Auch wenn alle Welt angesichts des bevorstehenden Winters nur über das Heizen redet: „Das Thema Heizen ist im Handel eng mit dem Thema Kühlen verbunden“, sagt der Stuttgarter Architekt Jochen Messerschmid, MAI Messerschmid Architekten und Innenarchitekten. „Beides beschäftigt derzeit sehr viele.“ Gerade hat er für das Neubauprojekt eines Einzelhändlers in der Nähe von Hamburg fünf Bohrungen bis hinunter zu hundert Metern Tiefe vornehmen lassen, um Kunststoffleitungen zum Grundwasser zu legen.

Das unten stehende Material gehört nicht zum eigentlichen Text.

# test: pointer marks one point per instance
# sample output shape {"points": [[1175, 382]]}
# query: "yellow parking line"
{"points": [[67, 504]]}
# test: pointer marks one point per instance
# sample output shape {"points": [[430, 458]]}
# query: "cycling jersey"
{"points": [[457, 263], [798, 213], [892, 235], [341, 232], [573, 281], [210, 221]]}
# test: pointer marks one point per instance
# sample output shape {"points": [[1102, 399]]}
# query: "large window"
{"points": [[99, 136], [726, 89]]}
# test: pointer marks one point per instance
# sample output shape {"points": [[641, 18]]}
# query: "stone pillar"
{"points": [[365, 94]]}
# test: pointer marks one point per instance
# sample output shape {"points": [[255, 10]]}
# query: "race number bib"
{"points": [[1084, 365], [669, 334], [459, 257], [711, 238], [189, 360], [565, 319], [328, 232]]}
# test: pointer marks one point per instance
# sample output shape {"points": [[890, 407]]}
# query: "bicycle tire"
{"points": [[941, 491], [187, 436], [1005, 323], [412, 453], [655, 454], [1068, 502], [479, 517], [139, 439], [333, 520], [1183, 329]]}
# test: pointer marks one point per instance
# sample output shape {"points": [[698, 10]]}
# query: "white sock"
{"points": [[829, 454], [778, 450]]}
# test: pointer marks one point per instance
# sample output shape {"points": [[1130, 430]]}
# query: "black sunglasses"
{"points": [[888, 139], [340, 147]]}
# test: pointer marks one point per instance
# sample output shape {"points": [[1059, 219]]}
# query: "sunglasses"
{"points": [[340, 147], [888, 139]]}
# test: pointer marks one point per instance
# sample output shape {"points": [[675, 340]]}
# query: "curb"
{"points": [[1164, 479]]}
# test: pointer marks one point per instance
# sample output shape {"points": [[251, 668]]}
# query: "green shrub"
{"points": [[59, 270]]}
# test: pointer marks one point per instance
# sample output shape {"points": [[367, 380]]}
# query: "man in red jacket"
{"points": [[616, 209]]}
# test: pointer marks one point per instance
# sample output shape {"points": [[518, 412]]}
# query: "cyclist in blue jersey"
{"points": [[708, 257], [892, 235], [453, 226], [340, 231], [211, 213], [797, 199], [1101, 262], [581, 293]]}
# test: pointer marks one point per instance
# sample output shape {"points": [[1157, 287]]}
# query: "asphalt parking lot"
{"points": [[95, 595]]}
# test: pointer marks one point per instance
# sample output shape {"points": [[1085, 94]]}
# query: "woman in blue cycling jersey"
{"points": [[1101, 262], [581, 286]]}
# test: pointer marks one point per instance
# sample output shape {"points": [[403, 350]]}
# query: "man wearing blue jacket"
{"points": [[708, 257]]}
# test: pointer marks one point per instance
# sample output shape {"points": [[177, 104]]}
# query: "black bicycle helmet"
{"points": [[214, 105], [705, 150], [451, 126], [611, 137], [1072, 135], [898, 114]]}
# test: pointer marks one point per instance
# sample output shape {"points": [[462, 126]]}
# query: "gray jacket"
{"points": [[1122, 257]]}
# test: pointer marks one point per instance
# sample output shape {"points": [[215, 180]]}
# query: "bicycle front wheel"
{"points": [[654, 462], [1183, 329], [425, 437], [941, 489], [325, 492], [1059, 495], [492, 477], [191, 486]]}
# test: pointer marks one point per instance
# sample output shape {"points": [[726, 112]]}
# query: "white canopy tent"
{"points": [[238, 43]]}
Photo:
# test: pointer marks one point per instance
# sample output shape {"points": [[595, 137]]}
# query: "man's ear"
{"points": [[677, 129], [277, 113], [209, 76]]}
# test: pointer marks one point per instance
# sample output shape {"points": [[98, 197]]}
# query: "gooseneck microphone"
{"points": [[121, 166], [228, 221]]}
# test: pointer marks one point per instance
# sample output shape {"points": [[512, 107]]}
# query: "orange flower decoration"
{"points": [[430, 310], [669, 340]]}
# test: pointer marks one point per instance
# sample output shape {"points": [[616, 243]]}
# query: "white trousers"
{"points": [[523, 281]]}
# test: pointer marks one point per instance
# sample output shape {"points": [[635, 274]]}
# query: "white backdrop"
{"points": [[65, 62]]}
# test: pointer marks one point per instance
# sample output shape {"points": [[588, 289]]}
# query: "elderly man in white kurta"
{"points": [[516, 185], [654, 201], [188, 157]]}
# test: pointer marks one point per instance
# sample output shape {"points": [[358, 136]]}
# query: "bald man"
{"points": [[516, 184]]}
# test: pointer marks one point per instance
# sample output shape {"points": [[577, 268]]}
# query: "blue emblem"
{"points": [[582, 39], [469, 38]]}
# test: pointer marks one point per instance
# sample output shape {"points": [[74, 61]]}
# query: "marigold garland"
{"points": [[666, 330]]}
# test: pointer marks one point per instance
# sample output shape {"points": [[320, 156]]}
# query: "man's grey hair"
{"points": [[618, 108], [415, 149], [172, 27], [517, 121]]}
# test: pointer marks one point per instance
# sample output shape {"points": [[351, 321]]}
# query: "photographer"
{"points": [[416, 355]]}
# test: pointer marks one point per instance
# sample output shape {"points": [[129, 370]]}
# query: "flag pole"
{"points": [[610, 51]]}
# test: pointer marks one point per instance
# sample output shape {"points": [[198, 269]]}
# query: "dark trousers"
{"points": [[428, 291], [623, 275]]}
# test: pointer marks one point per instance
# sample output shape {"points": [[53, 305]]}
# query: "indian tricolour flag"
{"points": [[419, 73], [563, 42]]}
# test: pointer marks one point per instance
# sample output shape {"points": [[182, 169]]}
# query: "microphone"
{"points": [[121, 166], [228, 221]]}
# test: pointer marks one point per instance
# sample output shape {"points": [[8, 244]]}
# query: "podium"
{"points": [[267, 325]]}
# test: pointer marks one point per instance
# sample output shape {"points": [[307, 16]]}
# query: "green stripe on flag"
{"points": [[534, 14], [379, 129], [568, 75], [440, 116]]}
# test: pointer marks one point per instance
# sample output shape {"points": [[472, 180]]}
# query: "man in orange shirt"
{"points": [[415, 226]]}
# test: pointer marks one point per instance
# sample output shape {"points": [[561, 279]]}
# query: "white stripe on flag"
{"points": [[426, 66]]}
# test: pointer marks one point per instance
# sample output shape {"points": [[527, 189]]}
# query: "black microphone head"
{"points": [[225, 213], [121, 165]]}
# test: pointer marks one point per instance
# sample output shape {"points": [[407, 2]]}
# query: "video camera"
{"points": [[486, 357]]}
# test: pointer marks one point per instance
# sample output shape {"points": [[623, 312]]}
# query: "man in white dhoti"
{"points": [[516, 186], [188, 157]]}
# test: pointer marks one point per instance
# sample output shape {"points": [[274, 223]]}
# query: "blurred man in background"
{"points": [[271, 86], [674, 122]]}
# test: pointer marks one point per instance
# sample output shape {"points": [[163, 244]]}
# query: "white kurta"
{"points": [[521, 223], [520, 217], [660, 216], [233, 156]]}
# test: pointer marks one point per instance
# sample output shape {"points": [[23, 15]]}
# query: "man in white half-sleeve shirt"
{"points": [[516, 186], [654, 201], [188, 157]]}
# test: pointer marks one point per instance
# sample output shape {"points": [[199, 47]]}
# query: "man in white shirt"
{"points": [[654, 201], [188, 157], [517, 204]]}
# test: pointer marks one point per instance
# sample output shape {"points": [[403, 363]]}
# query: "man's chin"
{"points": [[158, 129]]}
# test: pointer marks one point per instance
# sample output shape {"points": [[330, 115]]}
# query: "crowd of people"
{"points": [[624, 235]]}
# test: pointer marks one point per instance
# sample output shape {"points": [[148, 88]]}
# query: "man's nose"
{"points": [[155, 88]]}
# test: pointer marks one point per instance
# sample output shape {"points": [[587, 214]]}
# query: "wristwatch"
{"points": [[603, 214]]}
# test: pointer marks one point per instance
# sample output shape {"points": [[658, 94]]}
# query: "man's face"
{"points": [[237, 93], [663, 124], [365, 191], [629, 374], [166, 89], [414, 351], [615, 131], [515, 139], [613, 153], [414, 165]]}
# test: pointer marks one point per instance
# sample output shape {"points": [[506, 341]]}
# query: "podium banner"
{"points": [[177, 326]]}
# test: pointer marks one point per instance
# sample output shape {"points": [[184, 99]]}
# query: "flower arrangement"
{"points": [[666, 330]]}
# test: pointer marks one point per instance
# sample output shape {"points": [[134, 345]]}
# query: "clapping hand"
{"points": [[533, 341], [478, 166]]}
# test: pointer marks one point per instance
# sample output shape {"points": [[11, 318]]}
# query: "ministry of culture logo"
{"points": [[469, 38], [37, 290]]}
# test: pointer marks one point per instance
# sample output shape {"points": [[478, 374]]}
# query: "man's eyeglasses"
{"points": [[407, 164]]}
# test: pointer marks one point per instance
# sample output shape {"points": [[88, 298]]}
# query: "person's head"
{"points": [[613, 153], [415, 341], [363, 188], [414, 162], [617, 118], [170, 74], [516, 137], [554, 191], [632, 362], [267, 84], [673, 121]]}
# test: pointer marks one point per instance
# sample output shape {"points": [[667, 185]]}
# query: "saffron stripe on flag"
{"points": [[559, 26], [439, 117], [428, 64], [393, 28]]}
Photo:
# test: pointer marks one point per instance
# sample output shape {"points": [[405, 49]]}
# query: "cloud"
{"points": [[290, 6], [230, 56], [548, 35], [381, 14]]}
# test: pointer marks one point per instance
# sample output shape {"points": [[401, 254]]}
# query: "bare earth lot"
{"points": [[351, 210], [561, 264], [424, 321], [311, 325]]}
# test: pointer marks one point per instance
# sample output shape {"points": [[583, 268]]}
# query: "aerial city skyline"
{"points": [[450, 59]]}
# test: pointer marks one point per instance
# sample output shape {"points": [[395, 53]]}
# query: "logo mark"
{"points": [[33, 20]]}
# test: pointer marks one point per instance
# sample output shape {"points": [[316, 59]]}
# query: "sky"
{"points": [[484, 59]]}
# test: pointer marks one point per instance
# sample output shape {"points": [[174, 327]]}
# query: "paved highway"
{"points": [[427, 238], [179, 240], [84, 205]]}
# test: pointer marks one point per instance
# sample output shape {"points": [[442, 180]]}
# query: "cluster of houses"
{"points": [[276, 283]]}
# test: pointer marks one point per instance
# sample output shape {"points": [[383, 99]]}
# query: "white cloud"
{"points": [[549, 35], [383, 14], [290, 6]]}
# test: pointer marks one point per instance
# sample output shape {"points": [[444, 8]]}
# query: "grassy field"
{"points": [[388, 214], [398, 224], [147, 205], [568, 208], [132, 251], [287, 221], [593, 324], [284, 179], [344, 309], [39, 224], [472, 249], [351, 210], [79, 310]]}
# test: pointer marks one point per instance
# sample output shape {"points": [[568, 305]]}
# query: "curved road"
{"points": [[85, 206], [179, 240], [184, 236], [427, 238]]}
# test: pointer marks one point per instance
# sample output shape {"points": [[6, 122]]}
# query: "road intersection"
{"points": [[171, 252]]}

„Die Temperatur des Grundwassers beträgt das ganze Jahr über konstant 12 Grad“, erläutert Messerschmid. „Durch Leitungssysteme, die in Betondecken eingelassen sind, kann man kann es sehr ökonomisch je nach den aktuellen klimatischen Bedingungen nutzen – entweder direkt zum Kühlen oder nach Erwärmung durch Wärmepumpen zum Heizen.“
So eine Lösung ist laut Messerschmid „ein praktisch perfektes System“. Allerdings können fest in Bauteile integrierte Leitungssysteme nicht in Bestandsimmobilien nachgerüstet, sondern nur in Neubauten installiert werden. Da die Wärmepumpen mit Strom betrieben werden, sollte der Strom idealerweise selbst erzeugt werden, sodass man „die Stromkosten auf lange Sicht signifikant senken kann“.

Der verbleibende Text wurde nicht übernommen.